Corría el
año 1870 y cada vez se vivía peor. Solo se salvaba de la catástrofe el uno por
cien de la población formada por la nobleza y el clero. El descontento de la
población era superlativo. Y pensadores como Montesquieu, Voltaire, Rousseau y los
enciclopedistas animaban, con sus declaraciones filosóficas, el ambiente
popular. La cosa estalló, como pasa siempre, cuando se gasta más dinero del que
entra y llegó la Revolución Francesa. Su
objetivo: conseguir una sociedad donde rigieran la libertad, la igualdad y,
consiguientemente, la fraternidad.
La Segunda Guerra Mundial dio al
traste con todo eso. Y al acabar, la mayoría de los que dirigían los destinos
de los pueblos se pusieron de acuerdo y pensaron en unas normas de convivencia,
guiadas por el sentido común, que rigieran cualquier conflicto del tipo que
fuesen, incluido el jurídico. Normativa que se aprueba en las Naciones Unidas
en diciembre de 1948, imperando en ella el sentido común con cosas tales como “toda
persona tiene derecho a comer de su trabajo que nunca le debe faltar, toda
persona tiene derecho a decir lo que piensa”, etc…

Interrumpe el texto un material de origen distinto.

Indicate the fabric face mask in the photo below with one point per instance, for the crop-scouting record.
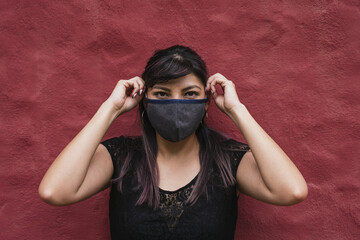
(175, 119)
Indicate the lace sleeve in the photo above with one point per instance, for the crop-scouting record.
(114, 146)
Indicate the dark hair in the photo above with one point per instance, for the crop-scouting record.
(164, 65)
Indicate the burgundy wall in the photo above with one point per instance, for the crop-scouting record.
(295, 63)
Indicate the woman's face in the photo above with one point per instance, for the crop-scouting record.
(186, 87)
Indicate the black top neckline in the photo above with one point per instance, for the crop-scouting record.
(182, 188)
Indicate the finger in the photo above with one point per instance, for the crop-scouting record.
(141, 84)
(131, 86)
(136, 90)
(208, 83)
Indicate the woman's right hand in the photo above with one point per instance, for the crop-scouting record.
(127, 94)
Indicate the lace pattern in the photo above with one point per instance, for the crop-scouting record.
(174, 219)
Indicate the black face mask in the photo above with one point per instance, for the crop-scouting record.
(175, 119)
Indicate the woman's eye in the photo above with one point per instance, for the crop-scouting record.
(191, 94)
(160, 94)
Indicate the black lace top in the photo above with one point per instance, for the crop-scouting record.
(212, 219)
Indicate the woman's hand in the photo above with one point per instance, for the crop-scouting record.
(227, 101)
(127, 94)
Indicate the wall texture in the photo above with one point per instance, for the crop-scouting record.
(296, 68)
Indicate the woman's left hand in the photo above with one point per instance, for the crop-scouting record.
(227, 101)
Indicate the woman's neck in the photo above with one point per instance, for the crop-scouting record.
(174, 151)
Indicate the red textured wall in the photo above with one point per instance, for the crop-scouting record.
(295, 63)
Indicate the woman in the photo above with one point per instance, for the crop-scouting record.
(180, 179)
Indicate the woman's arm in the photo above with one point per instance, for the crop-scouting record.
(84, 167)
(266, 173)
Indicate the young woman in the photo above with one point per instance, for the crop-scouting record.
(180, 179)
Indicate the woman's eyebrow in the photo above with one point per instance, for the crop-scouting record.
(163, 88)
(192, 86)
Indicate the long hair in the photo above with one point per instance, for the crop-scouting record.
(164, 65)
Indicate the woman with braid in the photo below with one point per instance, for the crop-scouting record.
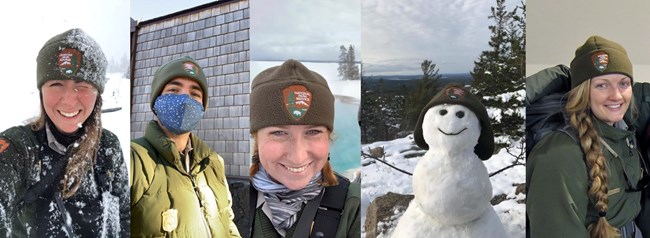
(583, 180)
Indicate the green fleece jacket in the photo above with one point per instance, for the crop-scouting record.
(167, 201)
(557, 79)
(349, 225)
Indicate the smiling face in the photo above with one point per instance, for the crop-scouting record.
(184, 86)
(610, 97)
(68, 103)
(293, 154)
(450, 126)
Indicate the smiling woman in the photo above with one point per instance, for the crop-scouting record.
(579, 179)
(292, 118)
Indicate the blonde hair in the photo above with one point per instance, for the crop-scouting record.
(579, 113)
(82, 157)
(329, 178)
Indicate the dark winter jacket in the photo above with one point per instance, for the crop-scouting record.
(349, 225)
(28, 209)
(169, 202)
(557, 79)
(557, 178)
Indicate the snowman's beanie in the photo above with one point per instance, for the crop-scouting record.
(457, 94)
(71, 55)
(599, 56)
(290, 94)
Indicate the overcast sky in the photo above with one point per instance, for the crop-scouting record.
(398, 35)
(303, 30)
(142, 10)
(27, 25)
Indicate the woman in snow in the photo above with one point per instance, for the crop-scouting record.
(63, 175)
(586, 181)
(292, 116)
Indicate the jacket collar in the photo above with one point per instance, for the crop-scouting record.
(166, 148)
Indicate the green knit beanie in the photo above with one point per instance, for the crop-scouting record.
(290, 94)
(71, 55)
(184, 67)
(456, 94)
(599, 56)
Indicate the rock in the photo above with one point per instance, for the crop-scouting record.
(384, 212)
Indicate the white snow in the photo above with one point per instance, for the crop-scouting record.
(378, 179)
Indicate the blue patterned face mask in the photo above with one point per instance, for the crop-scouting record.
(179, 113)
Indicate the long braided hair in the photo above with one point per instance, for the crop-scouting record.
(580, 119)
(82, 157)
(329, 178)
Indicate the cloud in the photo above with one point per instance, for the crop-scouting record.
(398, 35)
(305, 30)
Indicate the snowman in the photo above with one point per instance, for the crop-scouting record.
(451, 185)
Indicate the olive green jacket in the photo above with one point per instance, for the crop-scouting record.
(164, 201)
(556, 174)
(349, 225)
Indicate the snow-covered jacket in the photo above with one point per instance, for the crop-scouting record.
(557, 203)
(169, 202)
(98, 209)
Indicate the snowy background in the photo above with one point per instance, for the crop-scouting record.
(378, 179)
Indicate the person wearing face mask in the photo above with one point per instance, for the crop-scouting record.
(178, 183)
(295, 192)
(63, 175)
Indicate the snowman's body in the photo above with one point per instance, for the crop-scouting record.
(451, 185)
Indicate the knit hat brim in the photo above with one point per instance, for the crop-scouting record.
(290, 94)
(184, 67)
(599, 56)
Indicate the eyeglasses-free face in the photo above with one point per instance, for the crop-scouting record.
(68, 103)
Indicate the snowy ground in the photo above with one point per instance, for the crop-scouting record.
(378, 179)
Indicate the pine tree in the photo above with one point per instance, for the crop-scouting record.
(499, 73)
(420, 95)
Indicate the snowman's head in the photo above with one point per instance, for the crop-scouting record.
(451, 126)
(452, 98)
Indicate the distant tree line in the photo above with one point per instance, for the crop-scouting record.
(348, 69)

Y entre ellos llama la atención dos
cuestiones: “Usted tiene derecho a vivir donde quiera” (art 13”). “Tiene
también derecho a opinar de forma diferente a los que gobiernan y luchar por su
modelo social. Puede usted querer y acostarse con quien desee, sea o no del
mismo género siempre que ambos lo decidan así. No hay ningún problema en que usted
profese la religión que le dicta su conciencia, como tampoco lo hay si no
profesa ninguna. No tiene usted que avergonzarse para nada del color de su
piel.” Y si en algún sitio no se respetara como usted piensa, ama, reza o no,
sepan y entiendan los demás países, que presumen de ser libres, que deben
acoger a estas personas cuya vida peligra por la falta de respeto de su país al
sentido común.
Y de ahí es de donde nace lo del
asilo político y lo de los refugiados. Gente que huye de su país porque peligra
su vida. Pero ¿qué pasa después? Llegan a otros países y estos, a pesar de
presumir tener como bandera la libertad, no los aceptan. Si pueden los
devuelven a su país en el avión, barco o patera en que llegan. Si no, los dejan
un tiempo retenido en un centro, como si fueran presos que hubiesen cometido un
delito penal, hasta que puedan devolverlos a su país donde sus vidas corren
peligro. Y si tampoco consiguen devolverlos, los dejan sueltos en el país (no
libres) sin papeles, sin permiso de trabajo, facilitando así el propio gobierno
que trabajen ilegalmente y que los empresarios les paguen con dinero negro. Al
final todo este rollo les sale más caro que acogerles desde el principio con la
posibilidad de un permiso permanente para residir y trabajar.
Por
eso lo de hoy, Día Mundial del Refugiado. “Los gritos de volved a casa negros,
refugiados, sucios inmigrantes, buscadores de asilo, chupando de nuestro país,
negros con sus brazos extendidos huelen extraño. Son salvajes, destrozaron su
país y ahora quieren destrozar el nuestro”. Como las palabras, las malas pintas
les son indiferentes; tal vez porque duele menos que te arranquen un brazo o
los insultos son más fáciles de tragar que los escombros los huesos o el cuerpo
de tu hijo hecho pedazos.
Es, tal vez, la más dura -pero también la más necesaria- reflexión que he leído en este blog. Reconozco que me gustaría estar equivocado, pero me temo que esta guerra, la de los derechos humanos, hace tiempo que la hemos perdido. Aunque seamos muchos los que creamos en ellos y los defendamos.